Assemblyman Michael Fitzpatrick (R,C,I-Smithtown) is encouraged to see Gov. Cuomo include tax relief for small-business owners in his 2016 agenda. The governor is proposing a 15 percent Personal Income Tax (PIT) exemption and a reduction in the net income tax rate from 6.5 to 4 percent for small businesses. Similar relief was proposed in the Small Business Full Employment Act (A.5898), which Fitzpatrick sponsors, with many other proposals to ease the tax and regulatory burden. Fitzpatrick notes two areas in which the governor’s efforts will hurt jobs – an aggressive push for a $15 minimum wage increase and a lack of unfunded mandate relief.
“I’m pleased to see the governor is on the same page with me and my Minority colleagues, who have long been calling for tax relief in our state, especially for small businesses, which provide 43 percent of the private-sector jobs here,” said Fitzpatrick. “This is an important step to take to support small business; however, the governor’s efforts to push a steep $15 minimum wage increase and ignore unfunded mandate relief, which is the driver of property tax increases, work against our efforts to make the state more employer-friendly. The governor and Majority in the legislature need to stop pretending these factors won’t sink our efforts to improve the economy.”

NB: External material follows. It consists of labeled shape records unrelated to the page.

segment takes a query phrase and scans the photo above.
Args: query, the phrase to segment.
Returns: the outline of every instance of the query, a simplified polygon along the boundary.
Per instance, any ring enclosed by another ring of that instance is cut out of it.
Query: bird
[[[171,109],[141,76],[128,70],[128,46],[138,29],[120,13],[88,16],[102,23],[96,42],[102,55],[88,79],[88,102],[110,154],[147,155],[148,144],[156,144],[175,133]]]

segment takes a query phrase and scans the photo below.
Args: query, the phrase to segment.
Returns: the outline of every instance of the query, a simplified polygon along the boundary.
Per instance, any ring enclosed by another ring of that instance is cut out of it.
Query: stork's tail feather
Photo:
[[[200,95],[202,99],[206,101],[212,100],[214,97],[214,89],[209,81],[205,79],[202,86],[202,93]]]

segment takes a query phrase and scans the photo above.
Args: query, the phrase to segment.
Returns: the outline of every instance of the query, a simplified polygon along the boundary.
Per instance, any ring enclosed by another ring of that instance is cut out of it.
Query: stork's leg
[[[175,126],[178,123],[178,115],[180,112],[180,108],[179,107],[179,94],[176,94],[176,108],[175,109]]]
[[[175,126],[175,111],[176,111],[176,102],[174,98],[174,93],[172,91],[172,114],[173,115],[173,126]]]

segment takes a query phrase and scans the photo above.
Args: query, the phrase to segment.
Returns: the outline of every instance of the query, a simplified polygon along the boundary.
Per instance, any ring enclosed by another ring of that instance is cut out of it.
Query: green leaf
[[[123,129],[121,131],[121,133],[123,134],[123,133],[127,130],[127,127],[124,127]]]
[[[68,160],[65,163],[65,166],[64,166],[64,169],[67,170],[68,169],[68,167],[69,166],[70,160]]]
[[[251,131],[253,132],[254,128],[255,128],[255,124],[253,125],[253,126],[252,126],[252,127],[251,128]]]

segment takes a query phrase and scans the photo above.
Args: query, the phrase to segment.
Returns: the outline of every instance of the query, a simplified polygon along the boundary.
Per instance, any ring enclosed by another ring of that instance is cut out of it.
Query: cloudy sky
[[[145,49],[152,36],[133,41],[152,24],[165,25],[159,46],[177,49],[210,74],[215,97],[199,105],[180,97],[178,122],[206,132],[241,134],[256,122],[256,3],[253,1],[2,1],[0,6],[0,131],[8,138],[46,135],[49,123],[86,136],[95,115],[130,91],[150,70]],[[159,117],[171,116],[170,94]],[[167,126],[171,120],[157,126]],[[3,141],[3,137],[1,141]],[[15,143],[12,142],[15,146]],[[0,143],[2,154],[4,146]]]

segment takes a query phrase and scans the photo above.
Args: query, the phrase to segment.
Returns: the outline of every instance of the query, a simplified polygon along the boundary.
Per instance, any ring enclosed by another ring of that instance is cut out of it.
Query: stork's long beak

Statewide, more than a million small businesses would benefit from the tax relief proposal, 191,632 from Long Island. While Fitzpatrick is encouraged the governor is supporting the PIT exemption and the reduction in the income tax rate, he is concerned about Cuomo’s aggressive push for a $15 minimum wage. According to the Empire Center for New York State Policy, it is estimated that at least 200,000 jobs could be lost statewide, with a possibility of more than 22,000 from Long Island alone.
Fitzpatrick has been advocating strongly for unfunded mandate relief for years. These mandates on our local governments and school districts can account for 80 percent of some local budgets. Fitzpatrick sponsors a bill (A.2701) which would address the most pressing mandates by capping binding arbitration awards at two percent, requiring newly-hired employees to participate in the same defined contribution retirement plan utilized by the State University of New York (SUNY), and modifying the Triborough Amendment of the Taylor Law (the state law governing public employment) by suspending automatic pay increases, known as step increases, when a labor contract expires.